Qsymia, a new diet drug just approved by the U.S. Food & Drug Administration (FDA), is already raising serious concerns regarding its safety. According to a report from WebMD, Qsymia’s label will include a warning regarding its association with oral birth defects, such as cleft lip and cleft palate.
Qsymia is a combination of the stimulant phentermine and the anti-seizure drug Topamax. Fetal exposure to Topamax has been linked to an increased risk for cleft lip, with or without cleft palate. According to WebMD, women considering Qsymia will be advised to use effective birth control while on the drug. Pregnancy tests prior to starting the medication, as well as monthly screenings, are also recommended. Topamax has been shown to decrease the effectiveness of birth control pills, so women taking Qsymia should probably consider other methods.
Phentermine was also used in an earlier diet pill called fen-phen, which in 1990s was found to cause serious heart valve problems. Phentermine is known to cause heart palpitations.

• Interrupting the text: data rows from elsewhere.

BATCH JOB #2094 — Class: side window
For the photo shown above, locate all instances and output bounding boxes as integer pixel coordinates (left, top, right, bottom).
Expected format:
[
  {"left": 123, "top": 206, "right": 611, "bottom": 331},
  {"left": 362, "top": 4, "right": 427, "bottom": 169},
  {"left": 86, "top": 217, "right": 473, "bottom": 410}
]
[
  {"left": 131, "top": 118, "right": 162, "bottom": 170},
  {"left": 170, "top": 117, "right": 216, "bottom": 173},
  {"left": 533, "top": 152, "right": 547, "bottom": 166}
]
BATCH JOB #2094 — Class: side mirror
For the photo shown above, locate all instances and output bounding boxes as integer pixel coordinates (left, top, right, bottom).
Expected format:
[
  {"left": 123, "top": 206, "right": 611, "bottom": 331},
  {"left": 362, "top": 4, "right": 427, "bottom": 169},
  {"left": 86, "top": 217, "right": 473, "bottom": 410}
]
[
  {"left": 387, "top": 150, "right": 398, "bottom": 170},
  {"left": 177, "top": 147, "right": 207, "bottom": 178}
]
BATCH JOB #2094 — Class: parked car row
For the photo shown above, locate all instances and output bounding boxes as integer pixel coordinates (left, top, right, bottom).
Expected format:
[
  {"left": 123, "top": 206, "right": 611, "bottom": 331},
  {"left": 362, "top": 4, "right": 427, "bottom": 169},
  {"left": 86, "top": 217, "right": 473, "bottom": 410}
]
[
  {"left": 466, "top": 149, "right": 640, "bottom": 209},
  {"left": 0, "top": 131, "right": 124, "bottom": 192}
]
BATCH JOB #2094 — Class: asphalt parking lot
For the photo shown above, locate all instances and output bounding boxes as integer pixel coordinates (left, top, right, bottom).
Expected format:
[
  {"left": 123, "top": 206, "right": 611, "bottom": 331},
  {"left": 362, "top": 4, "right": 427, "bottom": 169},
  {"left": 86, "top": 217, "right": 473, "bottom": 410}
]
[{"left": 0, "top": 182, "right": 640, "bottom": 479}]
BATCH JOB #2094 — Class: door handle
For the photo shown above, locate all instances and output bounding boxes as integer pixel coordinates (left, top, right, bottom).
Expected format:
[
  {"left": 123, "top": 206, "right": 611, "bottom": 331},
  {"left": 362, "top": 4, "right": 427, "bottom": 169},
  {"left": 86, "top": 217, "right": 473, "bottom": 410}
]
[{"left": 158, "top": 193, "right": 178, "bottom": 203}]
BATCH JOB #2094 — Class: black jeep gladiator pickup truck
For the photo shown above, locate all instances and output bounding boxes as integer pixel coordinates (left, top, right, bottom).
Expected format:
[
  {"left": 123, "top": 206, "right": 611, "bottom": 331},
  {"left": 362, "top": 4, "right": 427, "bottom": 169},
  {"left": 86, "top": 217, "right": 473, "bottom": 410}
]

According to WebMD, the FDA refused to approve Qsymia back in 2010, citing an increased risk of heart attack and stroke. At the time, the drug was to be called Qnexa, but the FDA had Vivus change the name due to concerns that it sounded too similar to other widely used drugs. Qsymia’s label will state it is not recommended for people who have had a heart attack or stroke, and that it should not be used in people with glaucoma or hyperthyroidism. Qsymia will only be dispensed through specially certified mail-order pharmacies.
Despite these precautions, some patient advocates are unhappy with the FDA’s decision to approve Qsymia. A statement issued by the group Public Citizen called the FDA’s approval of Qsymia “reckless,” citing other diet drugs that have been recalled due to safety concerns, including fen-phen and Meridia.
“In the case of (Qsymia), this is the second time that a company has sought to combine (the stimulant) phentermine with another drug,” Sidney Wolfe, PhD, director of health research for the consumer group Public Citizen, said in the statement. “The first time was fen-phen.”
“It is magical and delusional thinking for anyone to believe that a drug will turn off hunger without hitting other targets where it will do harm, usually to the cardiovascular system,” he continued.
As part of the Qsymia approval, the FDA ordered Vivus must conduct 10 post- market studies, including a long-term trial to assess the risk for cardiac events such as heart attack and stroke.